Why it keeps happening
A mis-hire is rarely a failure of capability. The candidate who lasted fourteen months usually had an impressive CV, and they'd hit numbers before. They interviewed well, which is a low bar.
The error, in most cases, is structural: the company hired for the role it understood rather than the stage it was actually in.
So why does it keep happening?
The pattern that appears most consistently across placements in early-stage medical devices is what I'd describe as the scaling operator in a pioneer role. A candidate who built a high-performing sales team from 30 to 100 reps at an established device company, who managed £80 million of revenue against a mature reimbursement environment, and who was brought in to build a market from scratch that did not yet have physician awareness, payer coverage, or a KOL community. Real skills. Wrong context. The behavioural profile that made the scaling operator successful (high sociability, relationship management, systematic territory coverage) is precisely the profile that struggles in a greenfield launch environment where the first twelve months require a different disposition entirely.

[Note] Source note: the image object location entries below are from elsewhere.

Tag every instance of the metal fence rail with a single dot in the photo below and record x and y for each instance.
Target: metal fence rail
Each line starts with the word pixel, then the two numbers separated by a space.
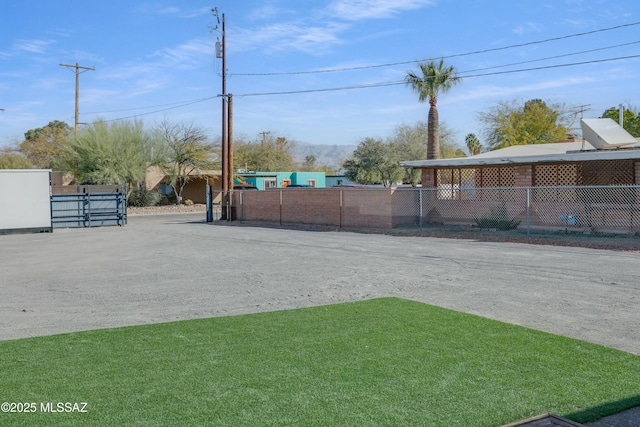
pixel 595 208
pixel 89 209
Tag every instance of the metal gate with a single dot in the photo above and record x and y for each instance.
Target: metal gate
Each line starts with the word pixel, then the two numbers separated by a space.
pixel 88 206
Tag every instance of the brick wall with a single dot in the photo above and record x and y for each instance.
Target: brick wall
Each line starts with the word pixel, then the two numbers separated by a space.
pixel 523 176
pixel 375 208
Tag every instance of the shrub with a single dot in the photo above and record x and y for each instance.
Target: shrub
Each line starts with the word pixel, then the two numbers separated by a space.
pixel 498 218
pixel 143 197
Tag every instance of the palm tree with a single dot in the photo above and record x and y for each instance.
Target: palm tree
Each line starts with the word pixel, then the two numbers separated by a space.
pixel 473 144
pixel 435 79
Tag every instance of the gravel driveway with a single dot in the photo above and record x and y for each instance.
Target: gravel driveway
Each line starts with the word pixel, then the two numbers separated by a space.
pixel 168 267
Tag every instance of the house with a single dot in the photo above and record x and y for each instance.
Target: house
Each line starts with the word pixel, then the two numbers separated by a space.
pixel 608 156
pixel 269 180
pixel 195 189
pixel 338 180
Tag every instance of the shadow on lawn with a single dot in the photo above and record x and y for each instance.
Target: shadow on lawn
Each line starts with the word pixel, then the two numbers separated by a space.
pixel 606 409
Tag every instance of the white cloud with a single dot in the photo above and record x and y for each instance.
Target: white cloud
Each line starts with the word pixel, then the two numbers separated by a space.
pixel 187 53
pixel 527 28
pixel 289 36
pixel 33 46
pixel 353 10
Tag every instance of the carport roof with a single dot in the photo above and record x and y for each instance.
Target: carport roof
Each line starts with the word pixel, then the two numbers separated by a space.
pixel 560 152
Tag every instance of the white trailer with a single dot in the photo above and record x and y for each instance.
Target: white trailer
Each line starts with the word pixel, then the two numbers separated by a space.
pixel 25 200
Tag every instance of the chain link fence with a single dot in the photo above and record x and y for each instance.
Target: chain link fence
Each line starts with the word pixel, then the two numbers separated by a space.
pixel 593 209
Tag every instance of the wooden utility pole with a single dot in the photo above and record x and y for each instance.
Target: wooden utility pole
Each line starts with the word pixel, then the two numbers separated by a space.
pixel 78 68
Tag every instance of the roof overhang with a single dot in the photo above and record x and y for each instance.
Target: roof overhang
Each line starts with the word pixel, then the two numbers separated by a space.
pixel 567 157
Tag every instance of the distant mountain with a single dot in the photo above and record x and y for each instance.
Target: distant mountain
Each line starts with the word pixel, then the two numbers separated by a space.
pixel 326 155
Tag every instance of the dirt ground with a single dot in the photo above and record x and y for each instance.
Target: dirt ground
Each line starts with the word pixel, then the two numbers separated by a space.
pixel 161 268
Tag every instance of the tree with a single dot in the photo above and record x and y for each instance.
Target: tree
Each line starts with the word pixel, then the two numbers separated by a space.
pixel 44 146
pixel 186 151
pixel 111 153
pixel 630 119
pixel 509 123
pixel 374 162
pixel 269 154
pixel 14 161
pixel 473 144
pixel 410 142
pixel 432 80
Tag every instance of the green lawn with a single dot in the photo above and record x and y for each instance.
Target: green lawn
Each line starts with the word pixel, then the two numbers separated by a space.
pixel 378 362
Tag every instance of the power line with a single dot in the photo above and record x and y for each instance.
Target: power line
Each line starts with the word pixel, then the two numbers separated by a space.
pixel 160 111
pixel 457 55
pixel 369 86
pixel 556 56
pixel 186 102
pixel 401 82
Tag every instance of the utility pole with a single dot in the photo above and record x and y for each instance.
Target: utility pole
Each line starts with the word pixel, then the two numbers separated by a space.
pixel 222 54
pixel 78 72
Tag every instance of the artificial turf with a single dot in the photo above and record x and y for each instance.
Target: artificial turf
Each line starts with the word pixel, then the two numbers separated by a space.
pixel 378 362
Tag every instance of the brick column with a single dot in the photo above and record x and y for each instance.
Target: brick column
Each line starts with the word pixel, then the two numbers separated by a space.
pixel 524 176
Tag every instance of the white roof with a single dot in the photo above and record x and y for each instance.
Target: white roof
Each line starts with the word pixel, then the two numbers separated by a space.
pixel 601 133
pixel 526 154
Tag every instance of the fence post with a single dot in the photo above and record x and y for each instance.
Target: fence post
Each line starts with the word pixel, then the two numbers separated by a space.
pixel 341 190
pixel 280 207
pixel 528 212
pixel 420 206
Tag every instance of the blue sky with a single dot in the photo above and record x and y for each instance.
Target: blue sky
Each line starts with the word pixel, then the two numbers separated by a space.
pixel 157 60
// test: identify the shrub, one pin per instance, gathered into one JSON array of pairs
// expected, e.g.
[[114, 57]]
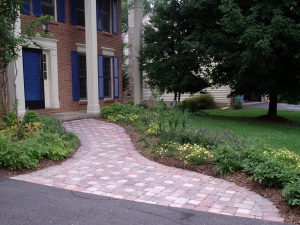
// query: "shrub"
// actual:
[[226, 159], [194, 154], [143, 105], [20, 154], [167, 149], [106, 111], [153, 129], [194, 104], [30, 117], [130, 102], [52, 141], [292, 192]]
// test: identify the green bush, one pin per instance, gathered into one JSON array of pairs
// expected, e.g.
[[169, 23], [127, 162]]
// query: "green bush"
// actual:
[[194, 104], [130, 102], [193, 154], [292, 192], [53, 142], [226, 159], [30, 117], [19, 154]]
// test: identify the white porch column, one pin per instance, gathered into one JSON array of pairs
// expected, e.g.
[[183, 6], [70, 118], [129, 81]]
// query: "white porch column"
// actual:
[[15, 70], [93, 106], [137, 43]]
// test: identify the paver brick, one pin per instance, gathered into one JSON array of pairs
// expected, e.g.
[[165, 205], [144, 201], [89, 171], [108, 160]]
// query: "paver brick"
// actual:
[[107, 164]]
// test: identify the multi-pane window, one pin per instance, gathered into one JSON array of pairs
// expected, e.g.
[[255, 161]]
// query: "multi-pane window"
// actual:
[[80, 13], [82, 76], [48, 7], [44, 59], [106, 15], [107, 77]]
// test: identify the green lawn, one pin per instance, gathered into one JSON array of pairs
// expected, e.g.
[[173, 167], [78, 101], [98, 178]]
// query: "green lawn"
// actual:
[[245, 123]]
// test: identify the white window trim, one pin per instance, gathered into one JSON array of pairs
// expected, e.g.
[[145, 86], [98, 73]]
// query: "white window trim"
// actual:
[[81, 48], [51, 46], [55, 9], [108, 51]]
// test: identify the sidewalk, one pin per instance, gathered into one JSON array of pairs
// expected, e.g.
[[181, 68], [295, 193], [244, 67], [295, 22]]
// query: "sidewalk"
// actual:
[[108, 165]]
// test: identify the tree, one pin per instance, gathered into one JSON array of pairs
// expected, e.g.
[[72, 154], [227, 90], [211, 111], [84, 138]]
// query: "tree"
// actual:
[[12, 40], [254, 45], [128, 4], [170, 63]]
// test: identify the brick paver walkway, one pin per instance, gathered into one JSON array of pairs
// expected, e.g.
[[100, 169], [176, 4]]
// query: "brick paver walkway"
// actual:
[[107, 164]]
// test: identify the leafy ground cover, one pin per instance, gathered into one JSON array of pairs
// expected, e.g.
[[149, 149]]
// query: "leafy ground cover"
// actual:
[[178, 139], [24, 144]]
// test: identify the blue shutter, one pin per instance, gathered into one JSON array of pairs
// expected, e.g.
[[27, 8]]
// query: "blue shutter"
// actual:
[[26, 7], [37, 7], [100, 76], [99, 15], [116, 77], [61, 11], [115, 16], [75, 76], [73, 12]]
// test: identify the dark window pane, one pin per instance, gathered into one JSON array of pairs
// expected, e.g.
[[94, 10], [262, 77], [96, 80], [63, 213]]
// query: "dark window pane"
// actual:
[[80, 13], [48, 7], [82, 76], [106, 17], [44, 58], [107, 77]]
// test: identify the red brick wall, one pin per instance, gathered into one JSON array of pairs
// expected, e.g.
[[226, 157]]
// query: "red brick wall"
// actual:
[[68, 35]]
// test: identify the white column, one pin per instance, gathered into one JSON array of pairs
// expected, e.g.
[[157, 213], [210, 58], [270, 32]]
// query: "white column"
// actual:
[[54, 79], [137, 43], [93, 106], [19, 81]]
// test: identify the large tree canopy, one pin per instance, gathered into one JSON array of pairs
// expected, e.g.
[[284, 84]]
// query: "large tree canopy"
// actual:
[[170, 62], [255, 45]]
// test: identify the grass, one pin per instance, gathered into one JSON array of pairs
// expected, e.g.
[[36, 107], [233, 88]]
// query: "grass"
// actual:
[[245, 123]]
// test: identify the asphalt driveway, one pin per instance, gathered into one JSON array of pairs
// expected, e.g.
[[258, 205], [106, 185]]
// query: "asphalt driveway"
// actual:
[[265, 105], [27, 204]]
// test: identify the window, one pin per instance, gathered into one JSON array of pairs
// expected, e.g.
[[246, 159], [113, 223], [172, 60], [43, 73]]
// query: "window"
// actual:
[[44, 58], [48, 7], [107, 15], [107, 77], [82, 75], [80, 13], [55, 8]]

Bradford Smart's research in Topgrading puts 300 hours of management time as the cost of a single senior mis-hire across recruitment, coaching, performance management, exit management, and replacement. Not the worst of it. The worst is what wasn't built while the right person wasn't in the seat.
What the arithmetic says about the search fee
A retained VP-level search costs 25–33% of first-year compensation. On a £250,000 package: between £62,500 and £82,500.
The same role, hired wrongly through a process that prioritised speed and CV presentation over stage fit and behavioural alignment, costs somewhere between £700,000 and £1.2 million by the conservative estimates in this piece. That figure excludes the commercial window cost, which for a post-clearance device company at the critical reimbursement-building stage cannot be captured in a single number: the compound effect of 18 lost months doesn't stop accumulating when the replacement arrives.
The question medical device executives should be asking at budget approval stage is not whether they can justify the search fee.
It's whether they can absorb the cost of the alternative.